The 16-year-old was shot in the head by the Pakistani Taliban on October 9 last year for speaking out against them. She has gone on to become a global ambassador for the right of all children to go to school.
Feted by world leaders and celebrities for her courage, she has addressed the UN, this week published an autobiography, and on Friday will learn if she has won the Nobel Peace prize.
But in an interview with Pakistani radio station City89 FM, Malala spoke of her desire to do more to promote education, saying she felt she had not yet earned the Nobel accolade.
“There are many people who deserve the Nobel Peace Prize and I think that I still need to work a lot. In my opinion I have not done that much to win the Nobel Peace Prize,” she said.
In Swat valley, in deeply conservative northwest Pakistan where women are often expected to stay at home to cook and rear children, officials say only around half of girls go to school — though this is up from 34 percent in 2011.
Malala was taken to Britain for treatment in the wake of the attack and now goes to school in the central city of Birmingham.
On the first anniversary of the shooting that came within a whisker of ending her life, her old school in Mingora, the main town of Swat, was closed to mark the occasion.
“All sections of our school have been closed today to express solidarity with Malala on the anniversary of attack on her.

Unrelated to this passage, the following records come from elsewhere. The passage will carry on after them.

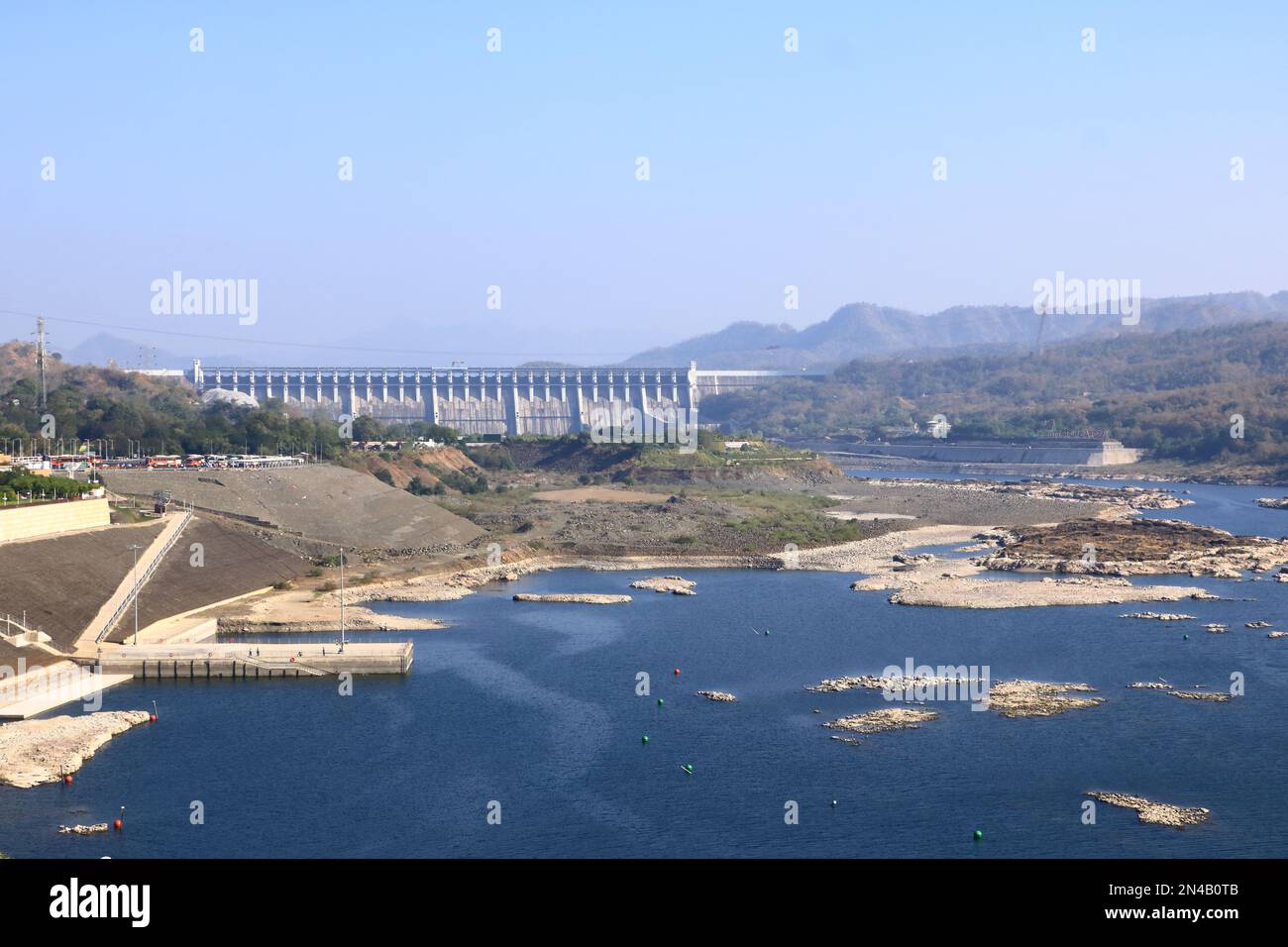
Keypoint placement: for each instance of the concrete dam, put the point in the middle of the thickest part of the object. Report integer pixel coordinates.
(484, 401)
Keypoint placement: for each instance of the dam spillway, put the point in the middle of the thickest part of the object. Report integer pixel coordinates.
(472, 401)
(545, 401)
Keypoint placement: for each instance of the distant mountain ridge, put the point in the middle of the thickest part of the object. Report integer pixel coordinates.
(864, 330)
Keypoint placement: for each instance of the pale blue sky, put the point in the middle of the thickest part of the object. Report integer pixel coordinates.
(518, 169)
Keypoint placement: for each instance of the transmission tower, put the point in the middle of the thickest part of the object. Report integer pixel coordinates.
(40, 361)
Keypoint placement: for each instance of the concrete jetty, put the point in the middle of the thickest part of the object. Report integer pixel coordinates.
(254, 660)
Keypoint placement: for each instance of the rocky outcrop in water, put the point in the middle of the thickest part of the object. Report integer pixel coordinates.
(980, 592)
(673, 583)
(1155, 813)
(589, 599)
(1136, 548)
(1038, 698)
(1201, 696)
(883, 720)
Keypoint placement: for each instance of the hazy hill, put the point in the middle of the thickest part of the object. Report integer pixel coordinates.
(1172, 393)
(863, 330)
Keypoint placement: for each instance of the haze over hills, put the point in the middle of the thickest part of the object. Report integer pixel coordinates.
(863, 330)
(858, 330)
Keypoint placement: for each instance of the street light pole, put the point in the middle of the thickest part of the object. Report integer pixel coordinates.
(136, 548)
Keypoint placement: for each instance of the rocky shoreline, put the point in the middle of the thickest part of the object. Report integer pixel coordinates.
(46, 750)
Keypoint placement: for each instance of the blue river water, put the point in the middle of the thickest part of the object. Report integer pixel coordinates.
(532, 710)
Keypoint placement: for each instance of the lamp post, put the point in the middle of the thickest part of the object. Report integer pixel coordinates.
(136, 548)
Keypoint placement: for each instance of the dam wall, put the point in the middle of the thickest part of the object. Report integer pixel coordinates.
(487, 401)
(472, 401)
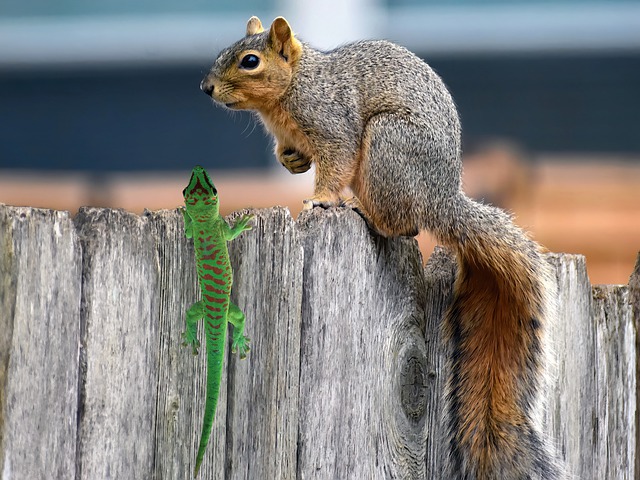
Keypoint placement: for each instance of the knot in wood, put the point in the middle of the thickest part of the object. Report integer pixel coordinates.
(413, 387)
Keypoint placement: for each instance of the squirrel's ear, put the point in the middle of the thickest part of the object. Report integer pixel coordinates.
(282, 39)
(254, 26)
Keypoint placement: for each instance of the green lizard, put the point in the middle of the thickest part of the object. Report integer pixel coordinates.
(210, 233)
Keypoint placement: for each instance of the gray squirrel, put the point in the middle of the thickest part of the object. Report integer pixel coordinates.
(376, 120)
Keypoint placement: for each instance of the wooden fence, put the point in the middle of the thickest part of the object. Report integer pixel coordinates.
(346, 372)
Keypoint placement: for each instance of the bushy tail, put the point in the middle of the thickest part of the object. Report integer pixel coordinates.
(494, 329)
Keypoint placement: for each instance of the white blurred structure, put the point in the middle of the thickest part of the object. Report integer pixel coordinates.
(436, 26)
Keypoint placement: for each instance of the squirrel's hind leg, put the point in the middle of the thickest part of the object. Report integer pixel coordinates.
(388, 185)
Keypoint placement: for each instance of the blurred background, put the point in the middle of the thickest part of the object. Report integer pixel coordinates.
(100, 105)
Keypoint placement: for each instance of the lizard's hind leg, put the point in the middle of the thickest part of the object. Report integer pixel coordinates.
(240, 342)
(189, 336)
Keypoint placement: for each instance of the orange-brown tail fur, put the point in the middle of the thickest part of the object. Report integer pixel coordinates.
(494, 329)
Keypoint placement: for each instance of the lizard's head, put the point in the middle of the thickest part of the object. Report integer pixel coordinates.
(256, 70)
(201, 193)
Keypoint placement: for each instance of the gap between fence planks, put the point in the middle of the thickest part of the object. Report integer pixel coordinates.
(346, 373)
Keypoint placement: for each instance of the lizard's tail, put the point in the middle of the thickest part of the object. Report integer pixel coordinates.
(216, 339)
(494, 329)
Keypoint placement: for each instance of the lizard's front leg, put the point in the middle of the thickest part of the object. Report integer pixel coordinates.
(240, 226)
(240, 343)
(188, 223)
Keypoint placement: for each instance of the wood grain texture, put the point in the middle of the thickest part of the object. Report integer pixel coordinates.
(346, 374)
(39, 338)
(263, 389)
(634, 301)
(439, 274)
(364, 371)
(119, 345)
(570, 412)
(615, 379)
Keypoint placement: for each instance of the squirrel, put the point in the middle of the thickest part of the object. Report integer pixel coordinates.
(377, 120)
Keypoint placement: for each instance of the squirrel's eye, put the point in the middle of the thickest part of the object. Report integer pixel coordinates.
(250, 61)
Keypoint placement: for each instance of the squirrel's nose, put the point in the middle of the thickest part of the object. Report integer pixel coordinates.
(206, 87)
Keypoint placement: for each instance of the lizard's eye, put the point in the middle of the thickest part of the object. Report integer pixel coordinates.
(249, 62)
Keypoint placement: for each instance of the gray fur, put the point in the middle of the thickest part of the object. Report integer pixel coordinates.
(382, 112)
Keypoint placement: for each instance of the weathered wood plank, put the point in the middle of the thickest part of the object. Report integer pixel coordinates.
(263, 389)
(119, 345)
(634, 301)
(181, 376)
(615, 380)
(570, 413)
(364, 368)
(439, 274)
(39, 338)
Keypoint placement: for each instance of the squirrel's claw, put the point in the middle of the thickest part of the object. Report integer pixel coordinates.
(309, 203)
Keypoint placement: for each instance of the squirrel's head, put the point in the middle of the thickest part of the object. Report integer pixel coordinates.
(257, 70)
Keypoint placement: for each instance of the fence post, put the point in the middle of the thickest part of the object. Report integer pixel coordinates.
(363, 371)
(118, 374)
(39, 337)
(263, 388)
(634, 300)
(346, 374)
(615, 371)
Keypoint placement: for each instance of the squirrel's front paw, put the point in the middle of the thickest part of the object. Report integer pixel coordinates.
(294, 161)
(323, 202)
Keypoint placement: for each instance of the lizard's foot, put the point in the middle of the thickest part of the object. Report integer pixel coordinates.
(240, 344)
(189, 339)
(242, 222)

The school will reopen as usual tomorrow,” a teacher in Khushhal Public School told AFP on condition of anonymity.
Malala first rose to prominence with a blog for the BBC Urdu service chronicling the difficulties of life under the rule of the Taliban, who controlled Swat from 2007 until they were kicked out by the army in 2009.
Though their brutal rule has ended, pockets of militancy remain, with schools regularly being destroyed by insurgents. Fear of the men of violence means there will be no public event to mark the anniversary.
“We did not organise any function in Swat on the anniversary of attack on Malala because people fear they can also be attacked like her,” district education officer Dilshad Bibi told AFP.
“Many girls are scared that they can be attacked if they are attached with Malala.”
While Malala has enjoyed acclamation around the world, in Pakistan the response to her rise to stardom has been more sceptical, with some accusing her of acting as a puppet of the West.
But with her message of hope and determination she has managed to inspire some of the youngsters in her home area.
“The incident of attack on her one year ago is unforgettable. Education is our life and Malala raised her voice for it, so we like her very much,” said 12-year-old Humera Khan.
“I also aim to fight for education when I grow up.”